Para las empresas que ya dependen de IBM Z, el atractivo va más allá de disponer de un catálogo de software más amplio. Las cargas Arm podrán ejecutarse dentro de una infraestructura que ofrece cifrado avanzado, gestión segura de claves, detección y recuperación de errores por hardware, alta disponibilidad y aceleración de inteligencia artificial. Esto permitirá acercar aplicaciones cloud-native o de IA a los datos y procesos transaccionales que ya residen en el mainframe, evitando en determinados escenarios tener que moverlos a sistemas externos. Es una ventaja especialmente relevante en sectores regulados y con fuertes requisitos de continuidad, como banca, sanidad, administraciones públicas, telecomunicaciones o comercio.

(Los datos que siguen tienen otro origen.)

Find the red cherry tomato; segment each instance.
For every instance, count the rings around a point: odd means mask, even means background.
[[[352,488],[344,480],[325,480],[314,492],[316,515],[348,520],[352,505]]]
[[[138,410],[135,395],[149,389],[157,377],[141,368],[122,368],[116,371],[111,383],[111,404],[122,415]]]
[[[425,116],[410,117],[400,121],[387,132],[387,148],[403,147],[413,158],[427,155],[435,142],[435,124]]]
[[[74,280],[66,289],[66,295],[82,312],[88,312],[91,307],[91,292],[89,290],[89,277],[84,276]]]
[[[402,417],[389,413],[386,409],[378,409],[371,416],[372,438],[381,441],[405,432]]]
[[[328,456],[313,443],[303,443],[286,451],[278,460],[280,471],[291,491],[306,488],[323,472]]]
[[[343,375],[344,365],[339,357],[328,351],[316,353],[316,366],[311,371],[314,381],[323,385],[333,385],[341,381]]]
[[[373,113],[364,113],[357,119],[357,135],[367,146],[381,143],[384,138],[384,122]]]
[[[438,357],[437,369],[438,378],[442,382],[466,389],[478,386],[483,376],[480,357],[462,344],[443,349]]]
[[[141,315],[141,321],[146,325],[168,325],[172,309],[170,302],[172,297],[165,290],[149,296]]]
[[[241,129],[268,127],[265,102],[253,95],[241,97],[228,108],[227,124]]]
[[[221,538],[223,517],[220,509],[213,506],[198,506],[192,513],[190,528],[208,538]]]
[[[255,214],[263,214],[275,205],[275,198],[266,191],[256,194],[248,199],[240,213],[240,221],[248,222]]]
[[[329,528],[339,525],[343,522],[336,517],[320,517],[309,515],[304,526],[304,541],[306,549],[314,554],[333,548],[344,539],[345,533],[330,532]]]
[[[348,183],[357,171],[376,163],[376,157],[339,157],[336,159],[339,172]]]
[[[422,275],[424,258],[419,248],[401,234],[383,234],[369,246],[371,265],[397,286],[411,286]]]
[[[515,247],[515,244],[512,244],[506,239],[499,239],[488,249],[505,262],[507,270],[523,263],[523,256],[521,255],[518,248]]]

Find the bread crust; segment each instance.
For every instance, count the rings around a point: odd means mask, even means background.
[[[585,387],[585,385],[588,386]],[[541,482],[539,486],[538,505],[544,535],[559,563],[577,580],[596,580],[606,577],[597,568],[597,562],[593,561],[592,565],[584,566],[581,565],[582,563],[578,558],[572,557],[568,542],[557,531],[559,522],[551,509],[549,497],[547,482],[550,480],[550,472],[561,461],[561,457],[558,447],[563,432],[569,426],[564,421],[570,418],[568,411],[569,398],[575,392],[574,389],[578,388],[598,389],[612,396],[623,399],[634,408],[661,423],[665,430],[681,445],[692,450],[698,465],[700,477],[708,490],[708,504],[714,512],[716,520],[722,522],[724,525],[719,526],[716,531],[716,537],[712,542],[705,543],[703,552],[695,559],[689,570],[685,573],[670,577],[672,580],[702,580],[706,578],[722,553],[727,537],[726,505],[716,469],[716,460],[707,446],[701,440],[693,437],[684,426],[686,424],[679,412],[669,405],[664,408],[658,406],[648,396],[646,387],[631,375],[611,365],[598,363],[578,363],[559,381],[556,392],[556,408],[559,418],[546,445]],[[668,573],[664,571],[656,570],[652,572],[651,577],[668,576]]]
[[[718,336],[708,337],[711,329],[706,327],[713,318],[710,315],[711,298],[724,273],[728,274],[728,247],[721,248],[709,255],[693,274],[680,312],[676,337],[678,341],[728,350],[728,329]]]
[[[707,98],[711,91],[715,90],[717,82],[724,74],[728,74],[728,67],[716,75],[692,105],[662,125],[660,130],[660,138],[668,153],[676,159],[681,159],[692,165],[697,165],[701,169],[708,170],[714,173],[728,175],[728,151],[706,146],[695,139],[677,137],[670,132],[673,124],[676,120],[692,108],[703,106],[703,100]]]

Todavía queda bastante por conocer. IBM habla expresamente de futuros sistemas IBM Z y LinuxONE y no ha anunciado una fecha comercial, el nombre de la generación que estrenará el procesador, su consumo, las capacidades concretas de caché ni las configuraciones finales disponibles. Aun así, el cambio de dirección resulta muy significativo. Personalmente, creo que lo más interesante es que IBM no intenta sustituir su arquitectura histórica por Arm, sino conseguir que ambas puedan convivir dentro del mismo procesador. Si el ecosistema de software acompaña al hardware, IBM Z podría conservar décadas de aplicaciones críticas y, al mismo tiempo, eliminar una de las barreras que lo separaban del software moderno desarrollado para cloud e inteligencia artificial.